I did not do the countertops just the backsplash..

just used a cheap wetsaw with a glass tile blade for the ends and used a dremel dry for the outlets. I bought the expensive (like 20bux) diamond "tile" blade for the dremel. After getting the tiles up and going to put outlets back on I needed to notch out the screw holes a little better, believe it or not the fiber based metal cutting blade that came with the dremel worked just as good if not better than the diamond one.

I had my doubts about the dremel but considering the tiles were small and did a little cutting at a time it was fine since the edges were hidden behind plates anyway...

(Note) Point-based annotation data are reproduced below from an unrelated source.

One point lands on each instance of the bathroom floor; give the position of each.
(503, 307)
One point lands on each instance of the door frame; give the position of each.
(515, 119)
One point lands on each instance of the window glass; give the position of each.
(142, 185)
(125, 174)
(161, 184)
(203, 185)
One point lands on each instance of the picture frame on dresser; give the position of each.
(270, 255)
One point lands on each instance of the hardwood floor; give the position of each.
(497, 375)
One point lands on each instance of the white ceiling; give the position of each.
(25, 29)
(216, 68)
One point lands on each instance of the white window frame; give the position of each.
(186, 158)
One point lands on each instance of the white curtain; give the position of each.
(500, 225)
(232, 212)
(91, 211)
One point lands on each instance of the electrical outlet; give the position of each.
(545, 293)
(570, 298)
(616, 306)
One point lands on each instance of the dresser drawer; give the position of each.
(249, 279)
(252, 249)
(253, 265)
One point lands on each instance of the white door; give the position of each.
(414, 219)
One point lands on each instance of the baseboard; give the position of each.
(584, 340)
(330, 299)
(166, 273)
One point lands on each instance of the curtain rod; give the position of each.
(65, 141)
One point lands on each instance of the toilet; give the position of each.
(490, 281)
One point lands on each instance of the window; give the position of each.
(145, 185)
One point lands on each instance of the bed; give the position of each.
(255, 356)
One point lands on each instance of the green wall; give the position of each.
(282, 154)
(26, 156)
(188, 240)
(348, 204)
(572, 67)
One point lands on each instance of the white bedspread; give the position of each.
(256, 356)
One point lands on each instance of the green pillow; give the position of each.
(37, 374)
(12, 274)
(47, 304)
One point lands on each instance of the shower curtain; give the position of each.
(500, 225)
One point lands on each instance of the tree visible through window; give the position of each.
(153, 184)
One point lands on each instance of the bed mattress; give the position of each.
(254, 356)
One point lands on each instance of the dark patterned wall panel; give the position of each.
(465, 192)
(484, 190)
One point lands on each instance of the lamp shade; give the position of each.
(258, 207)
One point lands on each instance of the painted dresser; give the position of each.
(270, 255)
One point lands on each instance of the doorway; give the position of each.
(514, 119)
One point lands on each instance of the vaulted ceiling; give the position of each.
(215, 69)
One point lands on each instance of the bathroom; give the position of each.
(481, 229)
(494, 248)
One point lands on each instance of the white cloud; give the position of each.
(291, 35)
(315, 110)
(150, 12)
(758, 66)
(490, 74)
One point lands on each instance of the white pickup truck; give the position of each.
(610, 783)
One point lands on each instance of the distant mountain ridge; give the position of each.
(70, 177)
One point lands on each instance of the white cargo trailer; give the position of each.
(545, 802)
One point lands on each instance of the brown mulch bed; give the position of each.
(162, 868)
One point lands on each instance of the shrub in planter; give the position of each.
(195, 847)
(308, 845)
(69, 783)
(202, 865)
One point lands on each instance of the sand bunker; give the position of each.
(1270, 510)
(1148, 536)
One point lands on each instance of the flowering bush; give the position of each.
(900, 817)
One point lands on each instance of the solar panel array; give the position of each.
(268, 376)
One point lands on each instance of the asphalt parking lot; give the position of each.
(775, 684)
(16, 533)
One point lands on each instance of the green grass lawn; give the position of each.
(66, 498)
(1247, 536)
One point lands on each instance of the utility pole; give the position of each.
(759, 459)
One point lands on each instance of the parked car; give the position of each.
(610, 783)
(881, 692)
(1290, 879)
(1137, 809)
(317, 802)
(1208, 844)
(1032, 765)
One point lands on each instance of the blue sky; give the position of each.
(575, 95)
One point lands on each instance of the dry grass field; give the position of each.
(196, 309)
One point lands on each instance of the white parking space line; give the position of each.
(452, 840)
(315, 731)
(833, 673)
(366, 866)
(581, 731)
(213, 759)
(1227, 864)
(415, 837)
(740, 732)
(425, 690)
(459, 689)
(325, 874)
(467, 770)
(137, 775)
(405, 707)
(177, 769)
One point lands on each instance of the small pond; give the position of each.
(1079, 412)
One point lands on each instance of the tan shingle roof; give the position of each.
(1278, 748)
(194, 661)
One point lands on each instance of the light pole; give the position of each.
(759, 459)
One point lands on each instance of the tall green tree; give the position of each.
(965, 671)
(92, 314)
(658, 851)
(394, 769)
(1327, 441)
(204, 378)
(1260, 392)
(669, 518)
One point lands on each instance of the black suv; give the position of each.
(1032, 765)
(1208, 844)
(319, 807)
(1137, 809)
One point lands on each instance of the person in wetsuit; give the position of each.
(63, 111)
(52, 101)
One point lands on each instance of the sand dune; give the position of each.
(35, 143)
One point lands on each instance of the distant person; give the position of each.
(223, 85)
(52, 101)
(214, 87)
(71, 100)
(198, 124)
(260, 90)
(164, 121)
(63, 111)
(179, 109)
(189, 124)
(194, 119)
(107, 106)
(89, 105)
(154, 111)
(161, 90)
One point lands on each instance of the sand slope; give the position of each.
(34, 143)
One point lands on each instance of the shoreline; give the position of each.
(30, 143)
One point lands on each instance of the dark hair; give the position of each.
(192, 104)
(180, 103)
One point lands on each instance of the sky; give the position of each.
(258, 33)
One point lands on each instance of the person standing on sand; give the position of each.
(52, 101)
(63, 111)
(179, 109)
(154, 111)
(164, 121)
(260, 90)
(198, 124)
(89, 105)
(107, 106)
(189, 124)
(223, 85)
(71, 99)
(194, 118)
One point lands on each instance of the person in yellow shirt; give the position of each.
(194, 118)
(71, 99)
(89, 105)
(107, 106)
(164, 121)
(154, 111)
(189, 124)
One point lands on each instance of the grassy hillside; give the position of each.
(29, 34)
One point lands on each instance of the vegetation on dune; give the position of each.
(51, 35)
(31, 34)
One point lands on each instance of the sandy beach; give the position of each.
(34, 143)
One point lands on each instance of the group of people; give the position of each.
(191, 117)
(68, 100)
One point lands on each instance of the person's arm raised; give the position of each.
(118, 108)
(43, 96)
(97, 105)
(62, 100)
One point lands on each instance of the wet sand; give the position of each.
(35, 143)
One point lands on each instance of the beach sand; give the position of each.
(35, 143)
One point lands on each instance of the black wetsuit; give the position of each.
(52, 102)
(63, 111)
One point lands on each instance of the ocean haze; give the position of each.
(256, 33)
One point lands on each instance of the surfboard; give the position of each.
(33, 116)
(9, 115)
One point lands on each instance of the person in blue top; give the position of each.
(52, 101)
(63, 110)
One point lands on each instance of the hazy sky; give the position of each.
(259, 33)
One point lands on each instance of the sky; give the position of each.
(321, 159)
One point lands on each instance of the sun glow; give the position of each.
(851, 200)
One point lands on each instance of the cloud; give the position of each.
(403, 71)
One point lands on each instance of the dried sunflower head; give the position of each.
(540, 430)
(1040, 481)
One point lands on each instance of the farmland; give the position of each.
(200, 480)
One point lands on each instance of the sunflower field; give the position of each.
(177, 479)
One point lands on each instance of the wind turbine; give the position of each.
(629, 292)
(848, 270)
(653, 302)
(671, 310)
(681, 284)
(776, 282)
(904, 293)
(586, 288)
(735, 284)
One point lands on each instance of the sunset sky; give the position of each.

Second pic is a before and after...before grout and paint...


----------



## psilva8 (Jan 12, 2012)

Makes a world of difference man, really looks great. Are you replacing the floors too, or, are they just covered up?


----------



## detyianni (Oct 22, 2010)

Thanks nope just drop cloths


----------



## Ironlight (Apr 13, 2011)

I'm just finishing up applying the tile for our back splash and it has been a bit of an ordeal. Lots of windows and sashes and outlets to tile around, and the room corners were not straight (I replaced the plaster and lathe up to the receptacle height but was not thinking ahead to the backsplash).

I used a pair of glass nippers to cut similar tile (mini glass subway). 










They worked great. They don't always cut straight and clean, but they are fast and even at 30% waste on individual tiles I felt like I came out ahead.

That pattern and color looks great by the way, and great job. Makes a world of difference.


----------



## detyianni (Oct 22, 2010)

Ironlight said:


> I'm just finishing up applying the tile for our back splash and it has been a bit of an ordeal. Lots of windows and sashes and outlets to tile around, and the room corners were not straight (I replaced the plaster and lathe up to the receptacle height but was not thinking ahead to the backsplash).
> 
> I used a pair of glass nippers to cut similar tile (mini glass subway).
> 
> ...


thanks...doing the grout was a pain for all those little tiles... in the end I used my bare hands to cram it all in. It went waaaay faster too bad I did not try using my bare hands until the last 4 ft !


----------